O ato do norueguês é classificado como terrorismo porque visa provocar medo em setores específicos da população e sugerir que haja mudança de comportamento no governo local – ele deixa isso claro em seu manifesto contra a esquerda e ao falar da preocupação com uma suposta “invasão islâmica” na Europa.
“O terrorismo é um método que usa a violência para atemorizar. As vítimas têm função simbólica. Os atos são usados para servir de exemplos a outras pessoas”, esclarece o professor Reginaldo Nasser, professor de Relações Internacionais da pós-graduação da Pontifícia Universidade Católica (PUC) de São Paulo.
Segundo estudo realizado pela Universidade de Flinders (Austrália), que controla o Banco de Dados de Terrorismo Suicida, a maioria dos ataques de homens-bomba tem fundo político mais exacerbado que o religioso. Ainda segundo o estudo, estes homens não têm nada de loucos: são psicologicamente saudáveis, ligados às suas comunidades e religião e com vida social normal, como era o caso de Breivik. O norueguês foi filiado ao conservador Partido do Progresso e costumava escrever sobre política e economia mundial, demonstrando profunda ignorância em relação a diversos problemas mundiais. Ao falar em um de seus textos sobre o Brasil, por exemplo, ele relacionou a pobreza e desigualdade à “mistura de raças catastrófica”.
“Esses assassinos em massa acreditam na figura do mártir, acreditam que serão uma figura admirável por defender os interesses de uma parcela da população, do seu povo”, fala Marlene. “O que me impressiona é que ele usou o mesmo artifício que seus ‘inimigos islâmicos’ usam”, completa.

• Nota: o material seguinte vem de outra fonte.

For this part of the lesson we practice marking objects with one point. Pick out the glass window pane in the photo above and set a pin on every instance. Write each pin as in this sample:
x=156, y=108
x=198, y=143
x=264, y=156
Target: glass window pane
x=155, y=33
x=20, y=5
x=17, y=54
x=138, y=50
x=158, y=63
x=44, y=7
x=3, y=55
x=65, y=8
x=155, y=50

A maioria dos terroristas tem por trás de suas mentes lavagem cerebral e a crença irracional em algo, em maioria política ou religiosa. “Componentes sociais e econômicos conjugados com elementos psicológicos do indivíduo que comete o ato influenciam a prática terrorista. Hoje, a Europa é um ambiente fértil para arregimentar terroristas porque cresce cada vez mais a rejeição ao imigrante, principalmente o identificado como árabe ou africano e isso chega a ser estimulado pelo Estado”, pontua Nasser.
Com a crise econômica mundial que quebrou diversas potências no Hemisfério Norte em 2008, houve fortalecimento de partidos de extrema- direita. Nos Estados Unidos, tal mudança foi impulsionada pelos opositores ao governo de Barack Obama. Na Europa, por conservadores nacionalistas, xenófobos ou não, mas em maioria contrários ao multiculturalismo (a mistura de culturas). São radicais defensores de conceitos retrógrados como “pureza racial” que usam um discurso de ódio para justificar políticas anti-imigração e têm recebido apoio popular.
“Assassinos em massa têm histórico de frustração e de não saberem lidar com ela, de culpar os outros pelos seus erros. Vivem isolados em seus próprios pensamentos megalomaníacos. A xenofobia é só um dos fatores que mascaram esse comportamento perturbado. O que posso observar deste caso é que ele quis mostrar seu poder contra seus ‘inimigos’, atirando contra eles”, conclui Marlene.